Smart business practices can go a long way toward reducing, even eliminating, the chance of legal trouble on a construction project. With that in mind, here are three Do’s and three Don’ts that can keep you from being sued by unhappy customers or vendors.
DO get it in writing – always.
Even a small job needs a formal written agreement. It should include scope, price, payment terms, and schedule. It should reference a complete set of plans and specs. It should include language on insurance, indemnification, warranty, termination, dispute resolution, and recovery of legal fees and costs. After you have a signed contract, continue to get everything in writing, especially changes. Have customers and vendors acknowledge each agreement, promise, or direction in an email, text, or a written document of some sort. Memories fade with time.
DO review the plans, the specifications and the site.

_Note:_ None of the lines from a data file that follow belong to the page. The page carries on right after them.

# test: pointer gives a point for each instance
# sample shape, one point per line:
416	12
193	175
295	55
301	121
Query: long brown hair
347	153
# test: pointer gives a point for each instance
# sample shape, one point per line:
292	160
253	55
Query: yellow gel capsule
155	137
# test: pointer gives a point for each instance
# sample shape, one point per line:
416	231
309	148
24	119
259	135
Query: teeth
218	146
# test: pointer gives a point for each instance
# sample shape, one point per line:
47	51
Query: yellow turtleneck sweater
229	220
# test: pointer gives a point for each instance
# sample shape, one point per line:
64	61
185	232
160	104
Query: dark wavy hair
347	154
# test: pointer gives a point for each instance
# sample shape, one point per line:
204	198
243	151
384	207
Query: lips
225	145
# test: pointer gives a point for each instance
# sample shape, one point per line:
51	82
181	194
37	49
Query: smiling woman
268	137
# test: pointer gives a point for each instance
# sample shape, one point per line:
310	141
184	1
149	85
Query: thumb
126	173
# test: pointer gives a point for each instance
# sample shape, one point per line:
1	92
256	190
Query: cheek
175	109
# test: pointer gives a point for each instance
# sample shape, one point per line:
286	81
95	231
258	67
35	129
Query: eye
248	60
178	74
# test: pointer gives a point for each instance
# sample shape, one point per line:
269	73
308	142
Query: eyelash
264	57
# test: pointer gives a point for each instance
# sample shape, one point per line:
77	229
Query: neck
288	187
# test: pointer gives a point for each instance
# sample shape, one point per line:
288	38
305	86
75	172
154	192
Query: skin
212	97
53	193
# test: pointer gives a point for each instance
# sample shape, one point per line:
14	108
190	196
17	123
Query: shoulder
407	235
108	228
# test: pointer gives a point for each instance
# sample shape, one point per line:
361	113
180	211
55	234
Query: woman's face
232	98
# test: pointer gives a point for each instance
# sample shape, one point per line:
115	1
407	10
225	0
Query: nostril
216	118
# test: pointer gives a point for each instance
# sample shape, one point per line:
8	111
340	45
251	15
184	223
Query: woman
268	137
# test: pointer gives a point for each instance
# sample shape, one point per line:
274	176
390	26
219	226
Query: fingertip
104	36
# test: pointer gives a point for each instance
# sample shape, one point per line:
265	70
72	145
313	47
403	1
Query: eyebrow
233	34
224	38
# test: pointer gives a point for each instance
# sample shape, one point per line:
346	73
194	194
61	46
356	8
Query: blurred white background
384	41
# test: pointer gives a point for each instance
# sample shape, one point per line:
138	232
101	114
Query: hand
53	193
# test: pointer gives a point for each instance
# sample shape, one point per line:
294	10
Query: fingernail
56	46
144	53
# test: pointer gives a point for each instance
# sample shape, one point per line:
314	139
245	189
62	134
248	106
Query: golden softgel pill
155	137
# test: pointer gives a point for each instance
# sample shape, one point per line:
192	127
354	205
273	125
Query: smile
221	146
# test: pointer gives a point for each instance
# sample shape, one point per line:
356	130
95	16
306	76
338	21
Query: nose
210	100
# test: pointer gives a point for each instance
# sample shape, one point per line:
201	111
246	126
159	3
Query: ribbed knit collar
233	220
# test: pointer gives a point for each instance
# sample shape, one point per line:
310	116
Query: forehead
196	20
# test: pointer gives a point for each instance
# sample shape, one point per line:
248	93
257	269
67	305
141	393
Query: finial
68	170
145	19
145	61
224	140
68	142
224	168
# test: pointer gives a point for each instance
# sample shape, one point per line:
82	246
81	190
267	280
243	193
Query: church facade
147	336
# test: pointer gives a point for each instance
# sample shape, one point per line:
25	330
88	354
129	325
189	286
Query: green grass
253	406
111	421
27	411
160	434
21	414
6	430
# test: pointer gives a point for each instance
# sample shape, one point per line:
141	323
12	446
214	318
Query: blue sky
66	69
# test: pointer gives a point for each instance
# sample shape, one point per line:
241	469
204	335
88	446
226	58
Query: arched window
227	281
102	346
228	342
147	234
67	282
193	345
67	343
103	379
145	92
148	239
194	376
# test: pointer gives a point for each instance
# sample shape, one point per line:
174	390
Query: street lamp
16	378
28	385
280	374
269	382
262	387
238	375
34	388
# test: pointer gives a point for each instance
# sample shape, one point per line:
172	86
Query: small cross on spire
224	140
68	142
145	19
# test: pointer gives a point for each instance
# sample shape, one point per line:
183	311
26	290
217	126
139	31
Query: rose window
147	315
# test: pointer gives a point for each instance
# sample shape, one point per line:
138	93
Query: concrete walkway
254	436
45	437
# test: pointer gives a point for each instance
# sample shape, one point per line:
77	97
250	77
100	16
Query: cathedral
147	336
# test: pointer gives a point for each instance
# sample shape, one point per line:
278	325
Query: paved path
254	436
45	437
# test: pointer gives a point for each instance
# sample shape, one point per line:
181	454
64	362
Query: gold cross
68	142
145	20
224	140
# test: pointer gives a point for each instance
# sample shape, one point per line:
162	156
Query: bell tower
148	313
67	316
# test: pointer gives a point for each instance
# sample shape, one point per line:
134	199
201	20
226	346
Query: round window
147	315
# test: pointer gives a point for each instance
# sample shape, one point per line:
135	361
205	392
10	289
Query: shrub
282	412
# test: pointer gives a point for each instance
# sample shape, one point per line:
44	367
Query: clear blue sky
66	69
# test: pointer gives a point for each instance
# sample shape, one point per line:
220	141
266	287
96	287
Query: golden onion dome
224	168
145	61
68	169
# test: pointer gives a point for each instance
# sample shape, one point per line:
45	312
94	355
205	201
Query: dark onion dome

Plans and specs are the roadmap for getting the job done with as few hiccups as possible. But plans and specs can be incomplete or unclear, leaving out key details – ingress or egress problems, for example – that you need in order to properly price and build the project, and which you may only discover by visiting the site.
DO manage expectations.
Projects start off with the best of intentions but with different expectations. Review the scope of work and payment terms with your customers and vendors so they know what you plan to do, when you plan to do it, and how you expect to be paid. Surprises on construction projects are seldom pleasant. This will help minimize them.
DON’T start work without a deposit or assurance of adequate funding.
In most cases you will want some money upfront, even if it’s just 5% or 10% of the project sum. If it’s not customary to obtain such a deposit, you should get documentation verifying the customer’s ability to fund the entire project. A good start would be a letter from the lender on the project.
DON’T work without insurance.
Things can go wrong very quickly on any sort of construction project, and a $50,000 job can easily turn into a million-dollar liability. Proceeding without insurance coverage – be it for personal injuries, damage or loss to property, or just mistakes – is simply not worth the risk. You also need to make sure all subcontractors are insured. Deal with valid certificates of insurance, and endorsements that name the contract parties as additional insureds. And don’t forget to obtain new certificates and look for endorsements when policies renew.
DON’T walk off a job.
Relationships with customers and vendors can sour. When that happens, it may be tempting to abandon the work, especially if the customer isn’t paying you or a vendor isn’t fulfilling its orders. But don’t do it, at least not before you review your contract in detail, ideally with your legal advisor. Courts have historically not looked kindly at contractors who walk off jobs, especially without adequate written notice. Once you finish your work, you can put in the necessary effort to collect the money you earned.
Steering clear of legal trouble is both dollar wise and business savvy. Underscoring each of these do’s and don’ts in your communications and documentation will keep all parties well informed, and should keep you out of trouble and out of court.